# need some header help



## killdustindead (Apr 13, 2010)

i need to know which headers are best to be ran on my 04 gto. which headers give the best gains. thanks


----------



## B-ville Goat (Oct 5, 2008)

Longtubes make the most power. There are many brands, PaceSetter, SLP, Kooks, American Racing Headers(ARH) are the big names you will see. They are all good and will give good power gains, price will be your determining factor. Some will bash on PaceSetters because they are not stainless, but if you get the coated versions they are fine, and a lot cheaper than the Kooks/ARH. Not sure about SLP, never priced them, but they are good as well. If money was no object, I would have ARH myself.


----------



## Bluegoat05 (Mar 22, 2010)

i just installed JBA shortys and i think they are great they claim 30 horses over stock on the 04 gto plus they are a lot easier install from what i hear and my favorite part they dont leak AT ALL!! i changed my exhaust bolds to studs and im glad i did


----------



## GM4life (Mar 18, 2007)

Bluegoat05 said:


> i just installed JBA shortys and i think they are great they *claim 30 horses over stock *on the 04 gto plus they are a lot easier install from what i hear and my favorite part they dont leak AT ALL!! i changed my exhaust bolds to studs and im glad i did


_Claim_ is the key word.
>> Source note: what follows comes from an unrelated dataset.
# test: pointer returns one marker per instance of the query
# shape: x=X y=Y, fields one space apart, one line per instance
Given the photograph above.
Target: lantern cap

You won't see 30hp.


----------



## killdustindead (Apr 13, 2010)

well at the moment i am looking at kooks 1 7/8 long tubes. i am not going to put shorties on my car. but i was wondering if anyone has done any tests on what headers are making the most power on an ls1


----------



## jpalamar (Jul 22, 2008)

Maryland Speed has done many tests on headers: Old Kooks vs. Pacesetter vs. Prototype Kooks...on the Dyno (56K Die!) - LS1GTO.com Forums


----------



## killdustindead (Apr 13, 2010)

alright thanks. im thinking im going to run KOOKS 1 7/8 headers, catless mid pipes, and a SLP loudmouth 1 catback. would anyone have any other ideas or what do you think about the set up i am wanting to run?


----------



## jpalamar (Jul 22, 2008)

You only need 1 3/4 unless you plan to go FI or huge NA power.


----------